At the end of the 19th century, the county authorities consisted of the county chief, who had broad powers over the urban and rural population, his assistant-secretary, a clerk, and the so-called "written translator." However, judging by documents from the early 20th century, the city economic committee made up of wealthy citizens (an advisory and powerless body) was still considered a passive appendage to the county chief, serving as a facade for the military-popular (read: police!) administration in the city.
Particularly concerned were the Osh authorities about establishing the positions of two district police officers in the county and "for order" — a city police officer and a clerk. Not content with five messenger horsemen, the county chief, encouraged by regional authorities, demanded additional funding for six secret informants among the indigenous population and five horsemen to pursue "bandits."
The police officer of Osh, subordinate to the county chief, had 30 city guards, of which 21 were mounted. In addition, the citizens funded another 99 hired foot and mounted night watchmen. The city police officer was responsible not only for the city but also for the areas of nomadic and settled populations in the county. Subsequently (by 1910), positions for police officers in these areas were also established. The expenses for the police accounted for over a third of the city budget (in 1908 — 37.5%).
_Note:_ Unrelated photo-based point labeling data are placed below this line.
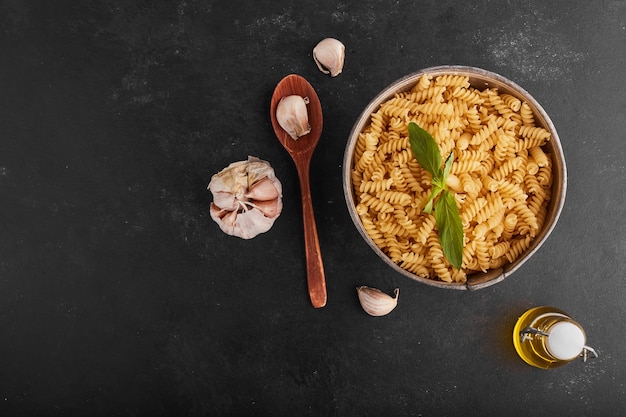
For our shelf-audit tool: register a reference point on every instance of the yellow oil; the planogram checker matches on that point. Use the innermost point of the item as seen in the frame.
(533, 348)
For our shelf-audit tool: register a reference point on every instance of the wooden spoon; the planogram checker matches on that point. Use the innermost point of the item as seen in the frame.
(301, 151)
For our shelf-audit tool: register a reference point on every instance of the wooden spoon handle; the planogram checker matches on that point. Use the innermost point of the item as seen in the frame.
(314, 265)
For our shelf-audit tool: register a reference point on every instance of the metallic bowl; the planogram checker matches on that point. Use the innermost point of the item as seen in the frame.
(479, 79)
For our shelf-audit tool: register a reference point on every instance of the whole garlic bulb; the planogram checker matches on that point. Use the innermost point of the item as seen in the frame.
(329, 55)
(375, 302)
(292, 115)
(247, 198)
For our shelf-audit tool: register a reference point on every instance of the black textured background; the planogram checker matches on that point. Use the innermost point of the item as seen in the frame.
(119, 296)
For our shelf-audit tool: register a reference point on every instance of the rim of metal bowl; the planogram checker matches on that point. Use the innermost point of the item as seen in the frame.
(481, 79)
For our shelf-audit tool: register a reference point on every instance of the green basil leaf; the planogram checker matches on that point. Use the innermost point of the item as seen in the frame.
(448, 166)
(450, 228)
(425, 149)
(433, 194)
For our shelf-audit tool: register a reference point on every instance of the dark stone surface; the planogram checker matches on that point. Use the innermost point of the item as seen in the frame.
(120, 296)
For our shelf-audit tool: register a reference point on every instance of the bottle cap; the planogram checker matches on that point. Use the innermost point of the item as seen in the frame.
(565, 340)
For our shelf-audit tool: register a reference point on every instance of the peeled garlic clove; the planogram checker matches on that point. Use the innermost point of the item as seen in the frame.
(247, 198)
(292, 115)
(375, 302)
(329, 55)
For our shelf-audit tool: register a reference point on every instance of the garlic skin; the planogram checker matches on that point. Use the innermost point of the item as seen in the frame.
(247, 198)
(292, 115)
(375, 302)
(329, 55)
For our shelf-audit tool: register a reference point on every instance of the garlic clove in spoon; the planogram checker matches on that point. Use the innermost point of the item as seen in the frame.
(292, 115)
(329, 55)
(375, 302)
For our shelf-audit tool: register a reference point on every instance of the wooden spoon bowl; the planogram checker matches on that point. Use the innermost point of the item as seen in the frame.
(301, 151)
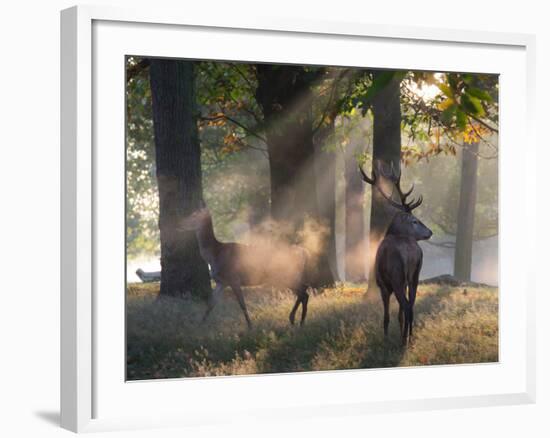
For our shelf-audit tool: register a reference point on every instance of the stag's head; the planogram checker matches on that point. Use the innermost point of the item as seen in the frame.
(196, 220)
(404, 222)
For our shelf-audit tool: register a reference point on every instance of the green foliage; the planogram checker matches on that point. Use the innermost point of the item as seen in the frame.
(343, 331)
(141, 189)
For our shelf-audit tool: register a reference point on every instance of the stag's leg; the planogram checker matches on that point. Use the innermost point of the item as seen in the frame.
(305, 299)
(404, 311)
(302, 298)
(386, 301)
(240, 298)
(412, 298)
(213, 300)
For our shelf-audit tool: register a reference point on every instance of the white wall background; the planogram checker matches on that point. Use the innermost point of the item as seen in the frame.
(29, 215)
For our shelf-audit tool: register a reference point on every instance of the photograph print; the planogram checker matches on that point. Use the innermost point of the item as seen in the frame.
(290, 218)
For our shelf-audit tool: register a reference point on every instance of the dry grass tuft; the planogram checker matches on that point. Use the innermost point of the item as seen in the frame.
(343, 331)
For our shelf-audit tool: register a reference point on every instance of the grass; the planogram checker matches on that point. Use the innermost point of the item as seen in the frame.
(343, 331)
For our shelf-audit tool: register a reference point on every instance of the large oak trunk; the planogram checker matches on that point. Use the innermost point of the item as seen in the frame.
(386, 110)
(325, 176)
(178, 168)
(285, 98)
(466, 213)
(355, 244)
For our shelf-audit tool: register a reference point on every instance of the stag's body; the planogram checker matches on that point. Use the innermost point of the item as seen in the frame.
(399, 256)
(236, 265)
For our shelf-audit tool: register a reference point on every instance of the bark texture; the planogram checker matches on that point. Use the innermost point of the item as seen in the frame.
(466, 213)
(178, 169)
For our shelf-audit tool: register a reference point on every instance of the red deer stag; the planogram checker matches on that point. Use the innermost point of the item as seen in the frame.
(399, 256)
(236, 265)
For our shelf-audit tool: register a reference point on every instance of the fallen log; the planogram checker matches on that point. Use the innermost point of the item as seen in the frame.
(148, 277)
(450, 280)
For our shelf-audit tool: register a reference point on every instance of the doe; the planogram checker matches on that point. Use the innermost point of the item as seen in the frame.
(235, 265)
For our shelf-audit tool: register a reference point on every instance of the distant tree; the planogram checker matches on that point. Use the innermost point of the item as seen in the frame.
(285, 96)
(178, 171)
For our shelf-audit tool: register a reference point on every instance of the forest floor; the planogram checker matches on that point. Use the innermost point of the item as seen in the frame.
(343, 330)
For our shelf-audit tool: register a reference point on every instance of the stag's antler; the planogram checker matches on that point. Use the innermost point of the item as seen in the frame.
(394, 176)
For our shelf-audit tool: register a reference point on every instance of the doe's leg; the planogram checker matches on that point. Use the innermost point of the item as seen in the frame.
(305, 299)
(213, 300)
(385, 293)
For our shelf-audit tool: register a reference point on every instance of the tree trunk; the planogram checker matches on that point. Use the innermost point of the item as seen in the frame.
(386, 108)
(466, 213)
(284, 95)
(355, 244)
(325, 177)
(178, 169)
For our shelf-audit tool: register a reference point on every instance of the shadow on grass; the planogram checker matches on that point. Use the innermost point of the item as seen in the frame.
(354, 330)
(165, 338)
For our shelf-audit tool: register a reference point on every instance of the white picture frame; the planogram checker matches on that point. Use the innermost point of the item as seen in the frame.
(93, 397)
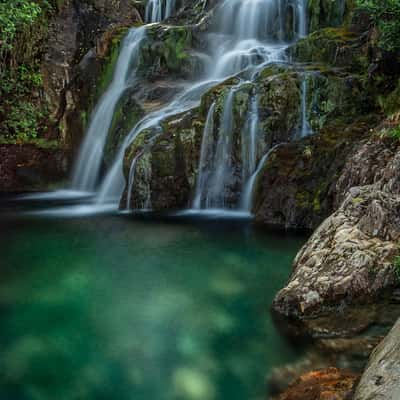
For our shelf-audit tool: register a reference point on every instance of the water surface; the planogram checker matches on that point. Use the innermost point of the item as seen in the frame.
(117, 307)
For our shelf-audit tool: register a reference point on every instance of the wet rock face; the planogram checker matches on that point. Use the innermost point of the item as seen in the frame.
(28, 167)
(78, 42)
(164, 164)
(296, 188)
(349, 259)
(374, 162)
(381, 379)
(323, 13)
(327, 384)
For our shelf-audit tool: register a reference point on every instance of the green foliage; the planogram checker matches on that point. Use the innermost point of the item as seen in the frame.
(20, 113)
(23, 27)
(386, 16)
(15, 15)
(391, 133)
(397, 267)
The Osh county authorities flirted with the Kyrgyz tribal nobility, strictly implementing a policy of the whip (for the working population) and the carrot (for the feudal representatives). An example of this is the suppression of the so-called Andijan uprising of 1898, when hundreds of rebels, including Kyrgyz who opposed the oppression of tsarism (among them the democratic akyn Toktogul Satylganov), were arrested and exiled (Toktogul — to Siberia).
An example of this is the honors and awards given to the "Queen of Alai" — Kurbandzhan-datka, one of whose sons had warned the Osh county chief in advance about the impending uprising of the people.